The shift under way to research campuses with the physical and financial resources shared by the private sector, accompanied by increased specialization in the research capabilities of the prime universities, adds fuel to these changes.
So do others changes. Li-Shih Huang has noted that the academy has already begun to struggle with the impact of the Internet age on its accreditation formula, which demands high-profile publications in first-tier print journals as the prime determinants in tenure, research funding, availability of research assistants and course-release. The slow, meticulous and elite-centric delivery of knowledge through traditional means is becoming anachronistic. Internet-based search engines able to synthesize large amounts of data in a short time for research inputs are complemented by radical changes in forms of output, including online publications made public in days, rather than months or years. Middle East Studies Online Journal, for example, has overcome the initial resistance to online publication and emerged over the last decade as one of the foremost academic journals in its field. But instead of a circulation in the hundreds or several thousands it has a circulation of over 30,000.

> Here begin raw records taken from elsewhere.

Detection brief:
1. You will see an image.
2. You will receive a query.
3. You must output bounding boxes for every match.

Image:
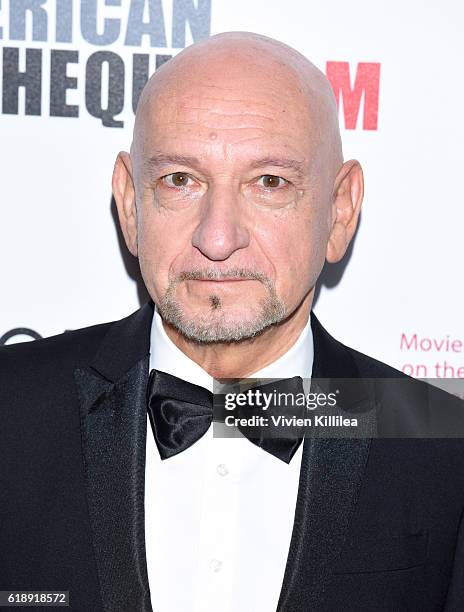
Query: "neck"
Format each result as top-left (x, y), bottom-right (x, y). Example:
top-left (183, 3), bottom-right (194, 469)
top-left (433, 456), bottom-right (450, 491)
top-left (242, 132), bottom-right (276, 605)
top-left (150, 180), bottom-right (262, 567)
top-left (163, 290), bottom-right (314, 379)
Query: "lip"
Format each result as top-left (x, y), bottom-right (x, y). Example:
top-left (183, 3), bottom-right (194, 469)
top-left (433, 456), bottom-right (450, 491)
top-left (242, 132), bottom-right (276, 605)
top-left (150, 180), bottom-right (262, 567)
top-left (195, 278), bottom-right (256, 283)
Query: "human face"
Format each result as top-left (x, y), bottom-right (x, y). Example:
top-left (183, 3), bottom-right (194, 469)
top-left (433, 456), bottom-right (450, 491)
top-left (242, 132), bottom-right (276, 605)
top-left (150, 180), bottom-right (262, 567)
top-left (133, 69), bottom-right (332, 342)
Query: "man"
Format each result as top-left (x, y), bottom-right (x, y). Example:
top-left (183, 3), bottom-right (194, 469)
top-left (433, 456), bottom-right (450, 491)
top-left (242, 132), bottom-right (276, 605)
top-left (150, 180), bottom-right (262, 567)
top-left (0, 33), bottom-right (464, 612)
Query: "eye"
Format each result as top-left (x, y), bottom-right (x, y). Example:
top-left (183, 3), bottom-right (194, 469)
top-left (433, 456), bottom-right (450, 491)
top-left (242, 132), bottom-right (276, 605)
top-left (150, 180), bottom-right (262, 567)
top-left (162, 172), bottom-right (193, 187)
top-left (258, 174), bottom-right (288, 189)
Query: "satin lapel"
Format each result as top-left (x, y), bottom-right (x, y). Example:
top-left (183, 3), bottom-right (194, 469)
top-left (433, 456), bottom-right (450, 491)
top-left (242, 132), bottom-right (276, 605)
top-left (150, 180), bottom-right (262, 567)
top-left (74, 306), bottom-right (152, 612)
top-left (277, 314), bottom-right (371, 612)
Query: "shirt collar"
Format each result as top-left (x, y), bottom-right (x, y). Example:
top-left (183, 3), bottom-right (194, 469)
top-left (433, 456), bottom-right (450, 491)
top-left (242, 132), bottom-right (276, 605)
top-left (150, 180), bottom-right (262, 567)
top-left (150, 306), bottom-right (314, 392)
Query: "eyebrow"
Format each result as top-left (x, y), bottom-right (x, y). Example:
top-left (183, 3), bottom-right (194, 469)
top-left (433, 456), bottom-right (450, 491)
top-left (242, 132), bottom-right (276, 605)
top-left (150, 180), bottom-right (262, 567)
top-left (146, 152), bottom-right (305, 175)
top-left (145, 153), bottom-right (200, 173)
top-left (251, 157), bottom-right (305, 175)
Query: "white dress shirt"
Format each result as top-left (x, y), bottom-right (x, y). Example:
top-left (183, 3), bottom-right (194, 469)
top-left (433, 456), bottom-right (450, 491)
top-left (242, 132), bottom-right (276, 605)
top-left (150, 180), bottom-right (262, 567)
top-left (145, 309), bottom-right (313, 612)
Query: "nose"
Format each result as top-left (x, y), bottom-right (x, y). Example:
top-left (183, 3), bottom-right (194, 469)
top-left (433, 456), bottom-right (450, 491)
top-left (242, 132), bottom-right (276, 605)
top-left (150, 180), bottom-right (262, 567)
top-left (192, 186), bottom-right (250, 261)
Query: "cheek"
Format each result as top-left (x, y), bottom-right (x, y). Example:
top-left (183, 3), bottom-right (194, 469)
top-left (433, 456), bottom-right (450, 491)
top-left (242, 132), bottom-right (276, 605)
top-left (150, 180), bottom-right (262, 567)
top-left (260, 208), bottom-right (326, 299)
top-left (137, 200), bottom-right (188, 298)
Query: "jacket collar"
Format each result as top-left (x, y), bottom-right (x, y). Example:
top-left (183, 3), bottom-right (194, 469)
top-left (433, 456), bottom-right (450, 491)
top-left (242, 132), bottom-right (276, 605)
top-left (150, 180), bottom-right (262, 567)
top-left (75, 301), bottom-right (370, 612)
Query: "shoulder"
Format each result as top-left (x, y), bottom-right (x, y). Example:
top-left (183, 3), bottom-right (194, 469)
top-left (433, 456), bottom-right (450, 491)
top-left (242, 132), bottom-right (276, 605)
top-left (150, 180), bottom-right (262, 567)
top-left (0, 321), bottom-right (114, 391)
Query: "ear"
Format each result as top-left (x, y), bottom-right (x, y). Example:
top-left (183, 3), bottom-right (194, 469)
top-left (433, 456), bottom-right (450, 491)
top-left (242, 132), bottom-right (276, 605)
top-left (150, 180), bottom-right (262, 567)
top-left (326, 159), bottom-right (364, 263)
top-left (112, 151), bottom-right (137, 257)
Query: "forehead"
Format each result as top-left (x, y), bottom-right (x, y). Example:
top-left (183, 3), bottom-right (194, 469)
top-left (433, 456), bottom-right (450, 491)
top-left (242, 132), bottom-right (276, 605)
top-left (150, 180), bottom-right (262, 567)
top-left (138, 70), bottom-right (314, 165)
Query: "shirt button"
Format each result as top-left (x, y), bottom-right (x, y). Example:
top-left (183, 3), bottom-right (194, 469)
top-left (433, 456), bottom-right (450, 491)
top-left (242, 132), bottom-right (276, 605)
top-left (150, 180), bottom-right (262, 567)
top-left (209, 559), bottom-right (222, 574)
top-left (216, 463), bottom-right (229, 476)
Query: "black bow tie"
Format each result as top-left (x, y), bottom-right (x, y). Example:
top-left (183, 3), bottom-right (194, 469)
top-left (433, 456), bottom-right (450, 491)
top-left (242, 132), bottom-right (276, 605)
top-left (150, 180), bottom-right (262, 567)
top-left (147, 370), bottom-right (304, 463)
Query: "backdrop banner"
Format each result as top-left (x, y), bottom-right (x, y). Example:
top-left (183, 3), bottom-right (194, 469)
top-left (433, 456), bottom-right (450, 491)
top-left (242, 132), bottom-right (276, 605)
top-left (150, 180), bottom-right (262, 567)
top-left (0, 0), bottom-right (464, 378)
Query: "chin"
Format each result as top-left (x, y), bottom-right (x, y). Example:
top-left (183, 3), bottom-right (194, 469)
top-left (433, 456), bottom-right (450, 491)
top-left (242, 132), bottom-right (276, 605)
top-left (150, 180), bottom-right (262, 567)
top-left (158, 300), bottom-right (285, 343)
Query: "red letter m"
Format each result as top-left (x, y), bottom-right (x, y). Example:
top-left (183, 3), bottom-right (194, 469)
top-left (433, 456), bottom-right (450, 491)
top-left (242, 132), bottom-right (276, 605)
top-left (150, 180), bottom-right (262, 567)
top-left (326, 62), bottom-right (380, 130)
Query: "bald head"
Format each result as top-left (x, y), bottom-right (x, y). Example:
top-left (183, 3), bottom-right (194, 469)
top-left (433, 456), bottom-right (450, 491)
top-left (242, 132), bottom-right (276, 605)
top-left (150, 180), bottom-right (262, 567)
top-left (131, 32), bottom-right (343, 173)
top-left (113, 32), bottom-right (363, 354)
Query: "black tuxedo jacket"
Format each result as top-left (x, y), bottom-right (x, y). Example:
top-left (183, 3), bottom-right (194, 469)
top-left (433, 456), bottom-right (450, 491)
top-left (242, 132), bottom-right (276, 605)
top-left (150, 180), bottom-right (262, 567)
top-left (0, 302), bottom-right (464, 612)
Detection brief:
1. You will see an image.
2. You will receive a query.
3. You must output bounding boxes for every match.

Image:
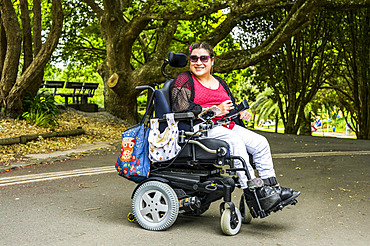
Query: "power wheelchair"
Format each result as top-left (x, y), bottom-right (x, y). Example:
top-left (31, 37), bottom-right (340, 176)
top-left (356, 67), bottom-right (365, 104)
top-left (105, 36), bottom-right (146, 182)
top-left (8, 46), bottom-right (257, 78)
top-left (128, 53), bottom-right (297, 235)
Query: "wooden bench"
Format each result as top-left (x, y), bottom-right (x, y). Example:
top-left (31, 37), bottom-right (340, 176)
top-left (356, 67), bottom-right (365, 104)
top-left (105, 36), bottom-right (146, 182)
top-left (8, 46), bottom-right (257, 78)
top-left (40, 80), bottom-right (99, 112)
top-left (81, 82), bottom-right (99, 104)
top-left (41, 80), bottom-right (65, 97)
top-left (58, 81), bottom-right (83, 106)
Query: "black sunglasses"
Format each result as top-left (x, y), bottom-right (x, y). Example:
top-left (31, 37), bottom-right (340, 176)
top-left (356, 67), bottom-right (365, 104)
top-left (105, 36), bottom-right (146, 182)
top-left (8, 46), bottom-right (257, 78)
top-left (189, 55), bottom-right (209, 63)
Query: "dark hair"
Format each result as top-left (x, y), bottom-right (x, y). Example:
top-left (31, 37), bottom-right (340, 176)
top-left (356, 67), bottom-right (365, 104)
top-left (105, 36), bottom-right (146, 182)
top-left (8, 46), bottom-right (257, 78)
top-left (189, 42), bottom-right (215, 58)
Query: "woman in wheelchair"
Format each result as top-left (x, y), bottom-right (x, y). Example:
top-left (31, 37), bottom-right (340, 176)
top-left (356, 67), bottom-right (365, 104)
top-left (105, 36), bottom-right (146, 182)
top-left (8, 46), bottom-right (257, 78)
top-left (171, 43), bottom-right (300, 210)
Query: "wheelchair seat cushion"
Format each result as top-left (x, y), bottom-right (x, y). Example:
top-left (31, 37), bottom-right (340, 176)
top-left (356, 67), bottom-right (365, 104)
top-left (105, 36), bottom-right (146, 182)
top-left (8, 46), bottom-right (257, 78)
top-left (177, 138), bottom-right (229, 162)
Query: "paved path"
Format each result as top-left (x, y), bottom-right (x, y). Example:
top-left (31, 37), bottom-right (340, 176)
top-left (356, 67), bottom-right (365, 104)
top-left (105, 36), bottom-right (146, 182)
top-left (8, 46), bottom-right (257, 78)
top-left (0, 133), bottom-right (370, 246)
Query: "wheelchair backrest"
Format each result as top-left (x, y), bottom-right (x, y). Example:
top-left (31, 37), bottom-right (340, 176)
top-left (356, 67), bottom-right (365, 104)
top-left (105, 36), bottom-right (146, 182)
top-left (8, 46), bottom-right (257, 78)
top-left (154, 79), bottom-right (173, 118)
top-left (154, 52), bottom-right (188, 118)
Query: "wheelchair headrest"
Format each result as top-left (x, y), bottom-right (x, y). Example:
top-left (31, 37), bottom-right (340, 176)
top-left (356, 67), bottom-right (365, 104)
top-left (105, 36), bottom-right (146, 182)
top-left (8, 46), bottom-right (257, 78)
top-left (168, 52), bottom-right (188, 67)
top-left (154, 79), bottom-right (173, 118)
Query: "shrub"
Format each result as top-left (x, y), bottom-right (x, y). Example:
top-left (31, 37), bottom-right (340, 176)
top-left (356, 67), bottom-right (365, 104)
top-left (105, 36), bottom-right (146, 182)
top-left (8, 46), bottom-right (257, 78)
top-left (22, 92), bottom-right (60, 127)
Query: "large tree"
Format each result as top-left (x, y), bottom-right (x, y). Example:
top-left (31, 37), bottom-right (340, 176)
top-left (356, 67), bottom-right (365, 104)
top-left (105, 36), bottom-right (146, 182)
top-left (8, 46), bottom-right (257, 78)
top-left (0, 0), bottom-right (63, 117)
top-left (251, 12), bottom-right (334, 135)
top-left (327, 8), bottom-right (370, 139)
top-left (80, 0), bottom-right (324, 123)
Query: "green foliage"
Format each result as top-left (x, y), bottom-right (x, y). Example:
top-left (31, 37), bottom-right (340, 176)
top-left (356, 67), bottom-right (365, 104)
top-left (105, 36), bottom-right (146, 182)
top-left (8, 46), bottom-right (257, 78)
top-left (22, 93), bottom-right (60, 127)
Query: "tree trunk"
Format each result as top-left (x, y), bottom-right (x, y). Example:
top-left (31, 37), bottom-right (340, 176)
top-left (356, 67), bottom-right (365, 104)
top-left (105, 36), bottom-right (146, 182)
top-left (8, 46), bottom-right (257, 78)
top-left (0, 0), bottom-right (22, 108)
top-left (19, 0), bottom-right (33, 73)
top-left (0, 16), bottom-right (7, 80)
top-left (27, 0), bottom-right (44, 95)
top-left (0, 0), bottom-right (63, 118)
top-left (357, 8), bottom-right (370, 139)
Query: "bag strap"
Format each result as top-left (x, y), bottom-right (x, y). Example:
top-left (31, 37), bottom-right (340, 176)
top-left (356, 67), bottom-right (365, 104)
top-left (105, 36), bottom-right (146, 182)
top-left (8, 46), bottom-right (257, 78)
top-left (139, 91), bottom-right (155, 125)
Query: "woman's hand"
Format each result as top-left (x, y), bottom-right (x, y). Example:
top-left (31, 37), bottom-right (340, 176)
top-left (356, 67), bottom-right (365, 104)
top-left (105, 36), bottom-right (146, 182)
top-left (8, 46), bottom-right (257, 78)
top-left (240, 109), bottom-right (252, 121)
top-left (217, 100), bottom-right (234, 116)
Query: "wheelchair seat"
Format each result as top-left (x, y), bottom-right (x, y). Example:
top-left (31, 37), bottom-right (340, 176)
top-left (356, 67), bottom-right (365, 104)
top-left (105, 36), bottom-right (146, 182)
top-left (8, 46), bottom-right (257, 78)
top-left (150, 79), bottom-right (229, 164)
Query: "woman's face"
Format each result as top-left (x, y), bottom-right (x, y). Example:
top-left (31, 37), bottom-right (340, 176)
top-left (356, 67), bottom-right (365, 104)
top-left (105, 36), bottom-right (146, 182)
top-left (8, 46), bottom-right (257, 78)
top-left (190, 49), bottom-right (214, 78)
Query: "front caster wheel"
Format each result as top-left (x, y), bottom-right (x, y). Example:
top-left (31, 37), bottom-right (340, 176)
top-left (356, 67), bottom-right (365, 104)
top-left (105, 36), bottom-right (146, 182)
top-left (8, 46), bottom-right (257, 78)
top-left (132, 181), bottom-right (179, 231)
top-left (239, 194), bottom-right (253, 224)
top-left (221, 208), bottom-right (242, 236)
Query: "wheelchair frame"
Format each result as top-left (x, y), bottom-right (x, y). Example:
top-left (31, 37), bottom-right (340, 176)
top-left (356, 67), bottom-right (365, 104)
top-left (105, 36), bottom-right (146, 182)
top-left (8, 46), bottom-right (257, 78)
top-left (128, 53), bottom-right (290, 235)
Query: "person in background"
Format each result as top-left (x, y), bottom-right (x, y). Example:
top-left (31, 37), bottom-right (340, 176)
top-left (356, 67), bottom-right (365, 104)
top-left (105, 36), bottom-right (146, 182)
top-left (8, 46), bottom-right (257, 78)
top-left (171, 43), bottom-right (300, 210)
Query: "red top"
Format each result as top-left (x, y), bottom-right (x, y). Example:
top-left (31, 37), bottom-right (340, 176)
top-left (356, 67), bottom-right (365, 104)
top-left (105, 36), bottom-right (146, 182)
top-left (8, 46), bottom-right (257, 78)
top-left (193, 76), bottom-right (235, 129)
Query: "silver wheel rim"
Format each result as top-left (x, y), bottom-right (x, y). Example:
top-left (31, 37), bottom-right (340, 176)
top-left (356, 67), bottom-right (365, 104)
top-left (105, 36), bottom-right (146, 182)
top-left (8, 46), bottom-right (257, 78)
top-left (139, 190), bottom-right (168, 223)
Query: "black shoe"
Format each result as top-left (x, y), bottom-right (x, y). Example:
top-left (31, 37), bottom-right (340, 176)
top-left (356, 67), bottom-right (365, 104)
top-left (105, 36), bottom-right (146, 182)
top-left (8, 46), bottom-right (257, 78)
top-left (272, 185), bottom-right (294, 201)
top-left (263, 177), bottom-right (300, 201)
top-left (244, 186), bottom-right (281, 211)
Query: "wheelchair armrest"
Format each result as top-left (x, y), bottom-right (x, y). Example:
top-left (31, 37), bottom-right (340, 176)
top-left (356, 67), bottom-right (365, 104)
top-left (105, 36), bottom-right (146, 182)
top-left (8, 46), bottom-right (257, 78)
top-left (159, 112), bottom-right (194, 122)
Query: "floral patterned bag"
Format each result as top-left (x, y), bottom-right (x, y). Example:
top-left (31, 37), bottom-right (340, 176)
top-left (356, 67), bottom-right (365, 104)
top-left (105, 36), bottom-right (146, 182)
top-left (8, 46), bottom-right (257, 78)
top-left (116, 123), bottom-right (150, 183)
top-left (148, 113), bottom-right (181, 162)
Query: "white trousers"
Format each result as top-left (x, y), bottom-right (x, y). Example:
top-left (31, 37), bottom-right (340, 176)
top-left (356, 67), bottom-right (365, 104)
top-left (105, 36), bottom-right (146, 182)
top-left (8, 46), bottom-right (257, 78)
top-left (208, 125), bottom-right (275, 189)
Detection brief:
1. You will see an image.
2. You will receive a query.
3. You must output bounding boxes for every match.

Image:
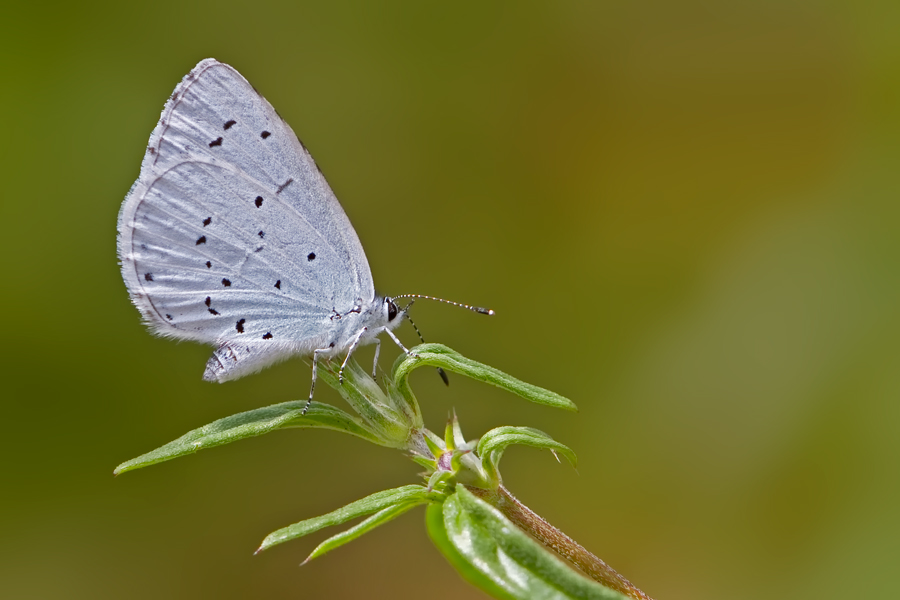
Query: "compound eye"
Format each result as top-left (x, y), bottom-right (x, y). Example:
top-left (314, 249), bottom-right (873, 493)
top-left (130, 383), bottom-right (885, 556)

As well as standards of measurement for legitimate research output, many other issues are affected by and influencing the rate of change. These include academic codes of conduct and standards of academic freedom and integrity. Our postsecondary system must anticipate impending changes that will have dramatic impacts on all aspects of postsecondary education.
Anita Singh is a postdoctoral fellow at the Munk School of Global Affairs at the University of Toronto. Howard Adelman is professor emeritus at York University.
If universities were only about the one way transfer of information; if university students were not part of the co-construction of knowledge; if university campuses did not deliver many social services aside from education (think of teaching hospitals, nursing clinicians, psychological counselling, sites for social debate); if academic freedom was irrelevant and if curriculum could be constructed from the top down, this transformation might occur. It may occur anyway, but with consequences not factored into this analysis. Singh and Adelman want to ride the wave without giving the direction much thought.
If the true purpose of education is to help learners gain knowledge and skills then MOOC’s are a welcome development. They are another option for learning that allows anyone around the world with computer and internet access to learn at minimal cost. Those opposed to MOOC’s are educational establishment types who are worried about losing their jobs, worried about traditional expensive universities disappearing, worried about losing power and control over information, worried that they don’t know enough about technology, don’t want anything to change or at least not as rapidly as education is being forced to. Real educators should support anything that expands learner choice and work hard to figure out how to leverage technology to accomplish this. Burying one’s head in the sand (and I still se lots of this) is not an option and is really pitiful (in the truest sense of the word). If you are not curious about new things and not willing to change and experiment then you really shouldn’t be in education.